JHP Pharmaceuticals, LLC v. Hospira, Inc., No. CV 13–07460, 2014 U.S. Dist. LEXIS 142797 (C.D.Cal. Oct. 7, 2014), suggested that pre-approval could justify preclusion, but the court here disagreed; JHP didn’t address the Court’s rejection of the Government’s argument in POM or the similarity to Wyeth.
 
The only remaining question was whether C&D was trying to enforce the FDCA (not okay) or bringing a separate Lanham Act claim.
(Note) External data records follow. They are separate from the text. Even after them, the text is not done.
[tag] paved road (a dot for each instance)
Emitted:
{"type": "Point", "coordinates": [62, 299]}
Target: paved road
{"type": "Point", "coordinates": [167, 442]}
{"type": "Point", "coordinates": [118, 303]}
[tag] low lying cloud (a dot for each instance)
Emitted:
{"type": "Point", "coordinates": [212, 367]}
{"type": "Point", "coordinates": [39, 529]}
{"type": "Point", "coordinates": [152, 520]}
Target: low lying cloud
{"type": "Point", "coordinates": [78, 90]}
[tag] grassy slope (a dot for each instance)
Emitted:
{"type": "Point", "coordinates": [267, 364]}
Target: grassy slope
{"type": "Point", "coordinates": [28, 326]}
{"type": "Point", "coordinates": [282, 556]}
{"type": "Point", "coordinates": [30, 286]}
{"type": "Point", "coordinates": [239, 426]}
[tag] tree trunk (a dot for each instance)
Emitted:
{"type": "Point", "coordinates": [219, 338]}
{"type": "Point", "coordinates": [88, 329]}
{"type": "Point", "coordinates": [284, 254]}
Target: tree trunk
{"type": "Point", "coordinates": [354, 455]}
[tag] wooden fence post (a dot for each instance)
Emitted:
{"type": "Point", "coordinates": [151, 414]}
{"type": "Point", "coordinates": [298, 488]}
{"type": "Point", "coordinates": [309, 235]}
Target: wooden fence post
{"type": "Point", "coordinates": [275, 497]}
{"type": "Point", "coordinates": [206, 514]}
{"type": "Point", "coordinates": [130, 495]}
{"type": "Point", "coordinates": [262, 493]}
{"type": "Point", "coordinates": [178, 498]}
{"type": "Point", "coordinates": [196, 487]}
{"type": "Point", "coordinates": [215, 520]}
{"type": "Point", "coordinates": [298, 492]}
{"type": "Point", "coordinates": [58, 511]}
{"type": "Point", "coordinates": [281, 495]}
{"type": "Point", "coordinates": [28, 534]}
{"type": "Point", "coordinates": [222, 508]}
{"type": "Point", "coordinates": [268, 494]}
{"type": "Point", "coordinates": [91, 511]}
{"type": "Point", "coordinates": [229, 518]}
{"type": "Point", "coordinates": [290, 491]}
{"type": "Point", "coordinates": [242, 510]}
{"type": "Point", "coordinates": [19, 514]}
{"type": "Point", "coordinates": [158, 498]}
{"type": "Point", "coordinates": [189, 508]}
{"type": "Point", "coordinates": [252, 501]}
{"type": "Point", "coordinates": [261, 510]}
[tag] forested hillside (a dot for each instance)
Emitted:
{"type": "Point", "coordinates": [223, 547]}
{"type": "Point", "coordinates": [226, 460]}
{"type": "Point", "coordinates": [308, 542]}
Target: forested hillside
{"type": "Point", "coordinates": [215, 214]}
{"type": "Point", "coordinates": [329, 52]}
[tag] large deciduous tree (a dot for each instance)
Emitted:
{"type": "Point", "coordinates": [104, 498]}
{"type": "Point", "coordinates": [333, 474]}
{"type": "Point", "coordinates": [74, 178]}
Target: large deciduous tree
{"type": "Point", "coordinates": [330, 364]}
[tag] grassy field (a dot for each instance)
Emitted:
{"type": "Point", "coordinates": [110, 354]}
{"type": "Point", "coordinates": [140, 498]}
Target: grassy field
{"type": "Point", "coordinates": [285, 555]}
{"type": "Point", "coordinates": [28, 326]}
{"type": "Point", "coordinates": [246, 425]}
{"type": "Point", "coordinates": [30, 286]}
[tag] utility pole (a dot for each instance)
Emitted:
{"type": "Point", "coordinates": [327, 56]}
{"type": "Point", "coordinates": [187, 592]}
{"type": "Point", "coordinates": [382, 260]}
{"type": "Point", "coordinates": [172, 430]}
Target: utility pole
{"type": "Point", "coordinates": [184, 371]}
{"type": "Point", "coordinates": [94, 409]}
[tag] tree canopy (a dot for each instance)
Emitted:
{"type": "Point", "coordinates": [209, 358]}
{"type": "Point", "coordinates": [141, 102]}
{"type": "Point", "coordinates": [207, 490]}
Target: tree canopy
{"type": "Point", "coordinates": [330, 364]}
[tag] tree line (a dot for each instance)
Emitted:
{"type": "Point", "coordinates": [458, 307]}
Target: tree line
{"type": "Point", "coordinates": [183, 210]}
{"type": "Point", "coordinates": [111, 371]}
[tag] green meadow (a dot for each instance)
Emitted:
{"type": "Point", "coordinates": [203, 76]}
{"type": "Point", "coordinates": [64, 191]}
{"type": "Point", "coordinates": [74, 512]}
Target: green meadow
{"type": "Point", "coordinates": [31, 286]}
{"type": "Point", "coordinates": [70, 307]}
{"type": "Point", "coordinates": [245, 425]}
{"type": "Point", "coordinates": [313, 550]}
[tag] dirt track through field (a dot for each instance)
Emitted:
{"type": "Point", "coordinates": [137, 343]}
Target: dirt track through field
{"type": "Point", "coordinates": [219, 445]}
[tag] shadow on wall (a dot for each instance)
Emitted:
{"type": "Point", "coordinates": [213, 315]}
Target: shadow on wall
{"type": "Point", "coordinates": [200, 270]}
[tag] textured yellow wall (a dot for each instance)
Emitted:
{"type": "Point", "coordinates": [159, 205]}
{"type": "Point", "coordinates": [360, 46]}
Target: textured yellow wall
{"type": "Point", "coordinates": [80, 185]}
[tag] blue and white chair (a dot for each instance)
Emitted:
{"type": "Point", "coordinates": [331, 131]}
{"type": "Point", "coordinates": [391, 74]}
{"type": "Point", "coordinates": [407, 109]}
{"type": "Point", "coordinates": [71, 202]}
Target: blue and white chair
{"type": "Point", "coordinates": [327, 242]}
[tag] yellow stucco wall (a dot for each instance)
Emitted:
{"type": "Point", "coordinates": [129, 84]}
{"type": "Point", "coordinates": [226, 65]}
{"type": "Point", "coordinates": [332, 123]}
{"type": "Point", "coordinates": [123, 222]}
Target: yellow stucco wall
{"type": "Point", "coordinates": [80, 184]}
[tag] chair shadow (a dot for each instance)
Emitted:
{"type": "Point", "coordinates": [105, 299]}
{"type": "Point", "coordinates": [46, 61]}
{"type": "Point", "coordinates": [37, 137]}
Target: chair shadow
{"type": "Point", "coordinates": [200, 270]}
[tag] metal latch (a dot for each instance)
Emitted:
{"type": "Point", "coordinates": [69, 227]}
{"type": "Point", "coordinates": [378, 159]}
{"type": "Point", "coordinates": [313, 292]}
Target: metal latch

C&D’s claims would only require the Court to “determine the message conveyed to consumers by SPD’s marketing and then determine whether that message is either literally false or likely to mislead and confuse consumers.” Nothing “requires the Court to interpret, apply, or enforce the FDCA, the FDA’s regulations, or the Clearance Letter.” SPD argued that, by challenging these claims, C&D inherently challenged the FDA’s approval of the safety/accuracy of the device.  But C&D wasn’t trying to overturn clearance of the device for pregnancy detection and estimation of weeks since ovulation.  The FDA didn’t indicate that SPD couldn’t change the label or the name (other than calling it “Conception Indicator”). 
 
True, SPD “might find itself stuck between a rock and a hard place, trying to honor the FDA’s wishes while avoiding Lanham Act liability.” But Wyeth indicates that’s not dispositive: “A mere finding that a medical device is falsely advertised does not necessarily proscribe use of a device that the FDA has pre-approved or labeling that the FDA has required … [T]here may be any number of ways to advertise the product that do not mislead consumers and comply with FDA requirements.”  SPD can make changes to the labeling with FDA approval, and there was no clear evidence that the FDA wouldn’t approve a change, which means that complying with both laws wouldn’t be impossible.